O rapaz que passara correndo num cavalo atrás de sua presa não parecia ter mais de vinte e cinco anos, seu rosto suava, sua roupa estava encharcada como se tivesse entrado em um riacho há pouco ainda com roupa. Ele olhava para os lados apreensivo, seus olhos eram astutos, sua respiração muito pesada. Estava há alguns poucos metros da garota, mas não parecia notar sua presença, respirava pela boca e muito profundamente. Parecia assustado, olhava para todas as direções com impaciência, Selene o observava atentamente, sua pele era bronzeada, seus cabelos eram ruivos e encaracolados, mas seus olhos eram terrivelmente sombrios; quase completamente negros. Um som alto fez o coração da jovem saltar repentinamente, o rapaz descera do cavalo e continuava a olhar para todas as direções, agora muito mais apreensivo, esperando saber a origem do ruído.  

Um sentimento que ela não podia entender possuiu Selene, era uma mistura de terror com satisfação. O rapaz olhou para ela fixamente - ao menos parecia ser para ela mas estava mais como olhar através dela - seu olhar era de desespero profundo. Selene não entendia muito bem, porém uma onda de calor atravessou seu corpo, mal conseguia respirar, suava muito.  Sentia uma presença atrás de si como um mau agouro, um presságio de morte, mas não conseguia se virar, era como se seu corpo tivesse congelado, seu joelho começou a ceder e sua visão ficou turva. Estava cada vez mais ofegante, seu peito doía pela falta de ar. Ajoelhada no chão a última coisa que viu foi um vulto em frente ao rapaz que havia se aproximado muito rapidamente- uma imagem borrada, mas ainda assim assustadora, então, com um estalo no chão o rapaz caiu, o vulto se virou e veio em sua direção e então tudo se apagou.  

 — Senhorita Cortez — disse uma voz entre batidas na porta. — Senhorita Cortez, posso entrar? 

 As batidas trouxeram a garota de volta a realidade como um puxão de orelha. Parecia tê-la sugado do pesadelo que tivera. Olhou para o lençol, estava com pequenas marcas de sangue, uma situação já familiar, acostumara-se a arranhar suas próprias mãos durante os pesadelos - o que, recentemente, tornara-se cada vez mais frequente. O travesseiro estava molhado de suor e sua respiração ainda era ofegante.
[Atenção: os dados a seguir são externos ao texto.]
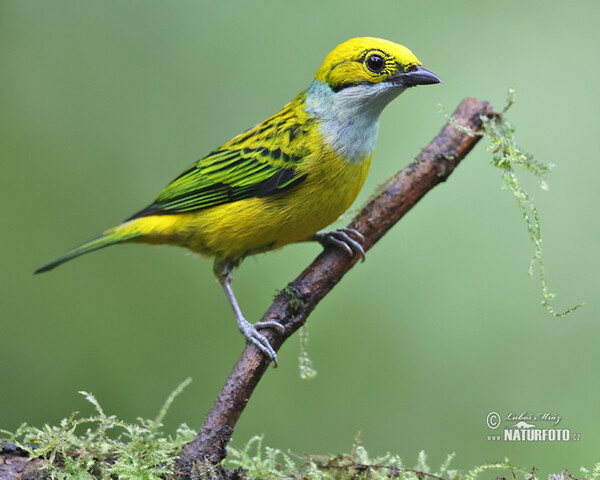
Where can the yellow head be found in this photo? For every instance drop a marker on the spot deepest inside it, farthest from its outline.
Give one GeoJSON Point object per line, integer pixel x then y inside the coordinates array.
{"type": "Point", "coordinates": [367, 60]}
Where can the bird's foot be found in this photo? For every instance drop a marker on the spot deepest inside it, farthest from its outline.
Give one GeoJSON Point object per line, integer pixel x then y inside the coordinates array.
{"type": "Point", "coordinates": [341, 238]}
{"type": "Point", "coordinates": [250, 331]}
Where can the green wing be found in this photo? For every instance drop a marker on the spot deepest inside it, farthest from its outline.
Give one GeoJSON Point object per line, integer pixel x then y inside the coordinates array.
{"type": "Point", "coordinates": [227, 175]}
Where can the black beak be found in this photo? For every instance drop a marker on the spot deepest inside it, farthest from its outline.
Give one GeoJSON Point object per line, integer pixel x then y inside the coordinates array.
{"type": "Point", "coordinates": [418, 76]}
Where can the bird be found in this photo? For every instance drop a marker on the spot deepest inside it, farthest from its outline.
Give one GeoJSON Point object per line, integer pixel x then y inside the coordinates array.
{"type": "Point", "coordinates": [285, 179]}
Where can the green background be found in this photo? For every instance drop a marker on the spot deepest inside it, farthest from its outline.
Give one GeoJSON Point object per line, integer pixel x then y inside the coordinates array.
{"type": "Point", "coordinates": [103, 102]}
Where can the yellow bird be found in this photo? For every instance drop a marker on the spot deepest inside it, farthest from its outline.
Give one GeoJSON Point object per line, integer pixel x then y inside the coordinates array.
{"type": "Point", "coordinates": [283, 180]}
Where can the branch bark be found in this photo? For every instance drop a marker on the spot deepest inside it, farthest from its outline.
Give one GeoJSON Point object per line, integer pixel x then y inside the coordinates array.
{"type": "Point", "coordinates": [201, 458]}
{"type": "Point", "coordinates": [293, 304]}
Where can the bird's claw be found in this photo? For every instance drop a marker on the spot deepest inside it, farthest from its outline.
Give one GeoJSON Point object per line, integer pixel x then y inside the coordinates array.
{"type": "Point", "coordinates": [250, 331]}
{"type": "Point", "coordinates": [341, 238]}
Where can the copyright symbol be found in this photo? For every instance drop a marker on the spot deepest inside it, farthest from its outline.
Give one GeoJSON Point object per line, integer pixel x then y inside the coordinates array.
{"type": "Point", "coordinates": [493, 420]}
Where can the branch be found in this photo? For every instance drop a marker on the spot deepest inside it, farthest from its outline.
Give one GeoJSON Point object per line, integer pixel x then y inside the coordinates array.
{"type": "Point", "coordinates": [293, 304]}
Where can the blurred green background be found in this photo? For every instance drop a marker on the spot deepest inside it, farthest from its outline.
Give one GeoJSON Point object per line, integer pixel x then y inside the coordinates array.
{"type": "Point", "coordinates": [103, 102]}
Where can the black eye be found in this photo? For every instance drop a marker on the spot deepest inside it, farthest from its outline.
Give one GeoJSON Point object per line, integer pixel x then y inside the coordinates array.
{"type": "Point", "coordinates": [375, 63]}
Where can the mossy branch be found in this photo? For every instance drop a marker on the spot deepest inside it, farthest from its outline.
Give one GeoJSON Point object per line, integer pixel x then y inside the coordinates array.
{"type": "Point", "coordinates": [292, 305]}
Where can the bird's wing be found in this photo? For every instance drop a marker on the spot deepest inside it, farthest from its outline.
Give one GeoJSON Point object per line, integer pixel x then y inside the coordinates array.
{"type": "Point", "coordinates": [227, 175]}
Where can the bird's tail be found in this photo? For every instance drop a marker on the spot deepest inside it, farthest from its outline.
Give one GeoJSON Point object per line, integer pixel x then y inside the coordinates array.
{"type": "Point", "coordinates": [110, 237]}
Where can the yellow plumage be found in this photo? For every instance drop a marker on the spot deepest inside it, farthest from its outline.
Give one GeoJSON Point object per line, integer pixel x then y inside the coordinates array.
{"type": "Point", "coordinates": [286, 178]}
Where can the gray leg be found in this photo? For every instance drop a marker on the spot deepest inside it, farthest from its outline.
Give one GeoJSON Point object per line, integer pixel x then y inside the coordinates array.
{"type": "Point", "coordinates": [224, 273]}
{"type": "Point", "coordinates": [341, 238]}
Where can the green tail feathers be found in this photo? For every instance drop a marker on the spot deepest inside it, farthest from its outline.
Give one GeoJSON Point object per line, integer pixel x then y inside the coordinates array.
{"type": "Point", "coordinates": [106, 239]}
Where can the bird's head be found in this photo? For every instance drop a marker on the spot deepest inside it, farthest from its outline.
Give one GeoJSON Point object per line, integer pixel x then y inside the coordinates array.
{"type": "Point", "coordinates": [353, 86]}
{"type": "Point", "coordinates": [370, 62]}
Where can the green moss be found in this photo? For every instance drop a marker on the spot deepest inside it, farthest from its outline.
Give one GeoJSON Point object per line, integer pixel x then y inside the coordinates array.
{"type": "Point", "coordinates": [110, 449]}
{"type": "Point", "coordinates": [508, 157]}
{"type": "Point", "coordinates": [103, 447]}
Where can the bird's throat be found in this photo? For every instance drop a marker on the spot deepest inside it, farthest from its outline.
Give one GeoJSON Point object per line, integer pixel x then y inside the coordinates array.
{"type": "Point", "coordinates": [348, 120]}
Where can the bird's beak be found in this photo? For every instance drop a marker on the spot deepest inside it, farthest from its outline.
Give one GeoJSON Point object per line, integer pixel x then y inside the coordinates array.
{"type": "Point", "coordinates": [419, 76]}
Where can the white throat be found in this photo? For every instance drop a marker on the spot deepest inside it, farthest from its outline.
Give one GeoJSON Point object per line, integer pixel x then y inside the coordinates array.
{"type": "Point", "coordinates": [350, 117]}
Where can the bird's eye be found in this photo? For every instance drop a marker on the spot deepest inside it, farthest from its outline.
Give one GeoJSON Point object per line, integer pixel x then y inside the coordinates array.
{"type": "Point", "coordinates": [375, 63]}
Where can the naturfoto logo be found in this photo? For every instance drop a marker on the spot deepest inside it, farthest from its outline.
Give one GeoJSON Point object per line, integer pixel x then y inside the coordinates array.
{"type": "Point", "coordinates": [529, 427]}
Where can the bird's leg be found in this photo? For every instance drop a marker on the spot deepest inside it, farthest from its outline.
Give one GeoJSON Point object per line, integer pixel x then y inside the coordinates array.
{"type": "Point", "coordinates": [224, 273]}
{"type": "Point", "coordinates": [341, 238]}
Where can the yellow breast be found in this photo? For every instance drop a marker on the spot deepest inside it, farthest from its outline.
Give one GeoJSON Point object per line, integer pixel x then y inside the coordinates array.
{"type": "Point", "coordinates": [255, 225]}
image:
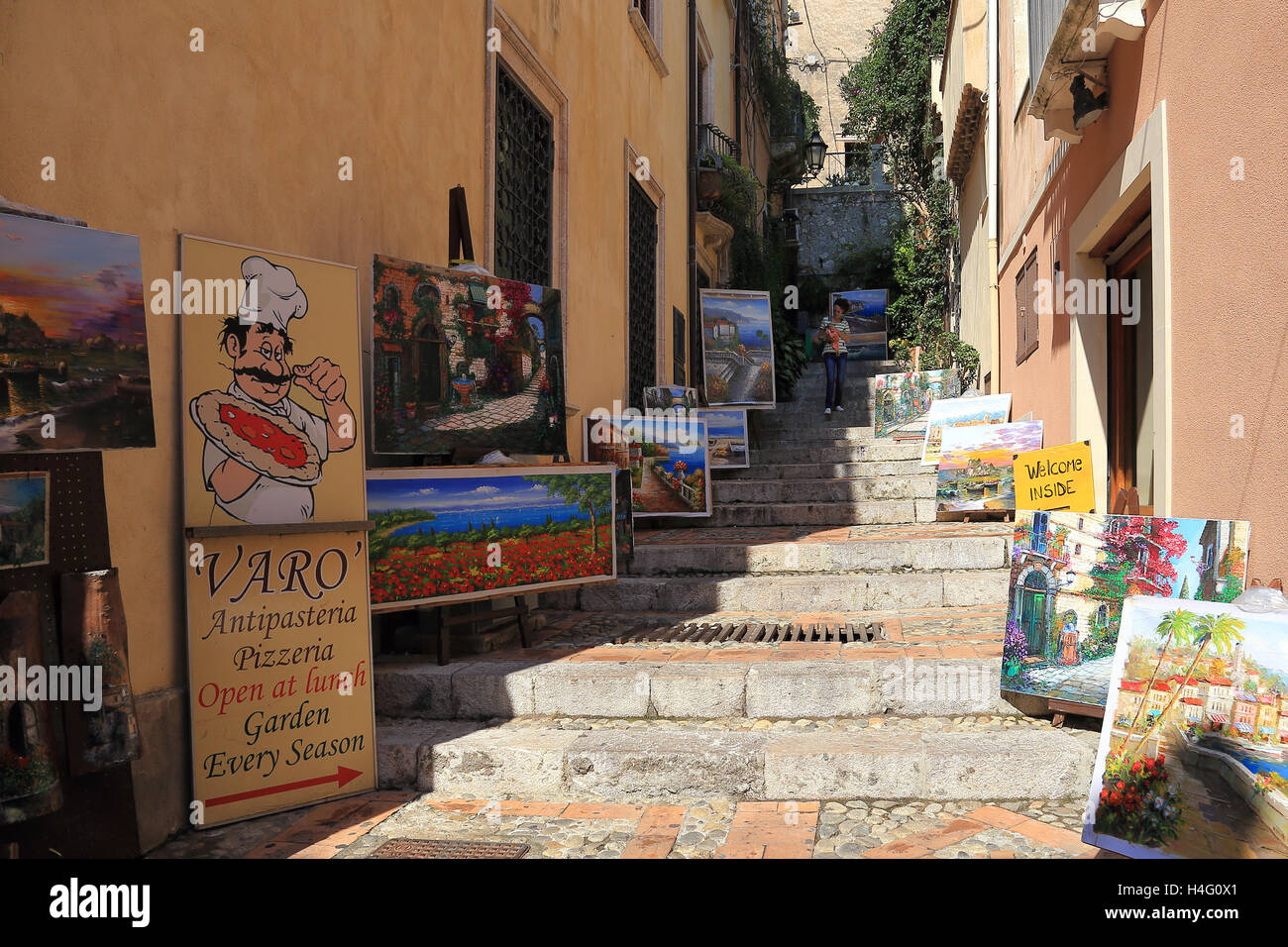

Houve outra batida na porta. 

— Entre, Malvina. — disse a garota antes da empregada pedir permissão outra vez. 

Malvina tinha a pele clara mas amarelada, olheiras profundas embaixo dos olhos, rugas que indicavam a idade avançada, porém trazia um sorriso acolhedor consigo. Sempre cuidou da jovem garota como uma filha, essa que nunca tratou Malvina como inferior a ela. Raro entre as pessoas em sua posição. Malvina entrou às pressas no quarto, em mãos trazia uma bandeja com chá e biscoitos. Quase instintivamente olhou para as mãos da garota, não parecia surpresa mas ao ver as mãos arranhados uma expressão de tristeza de formou em seu olhar. Ainda as pressas, deixou a bandeja em cima do criado mudo e pegou uma pequena caixa que ficava aos pés da cama e se sentou ao lado da menina e começou a fazer curativos. Nenhuma das duas falou nada por um tempo. 

— Outro pesadelo? — perguntou Malvina, muito séria, quebrando o silêncio. 

— É sempre o mesmo. — disse a garota secamente, sem parecer ter intenção de falar sobre o sonho.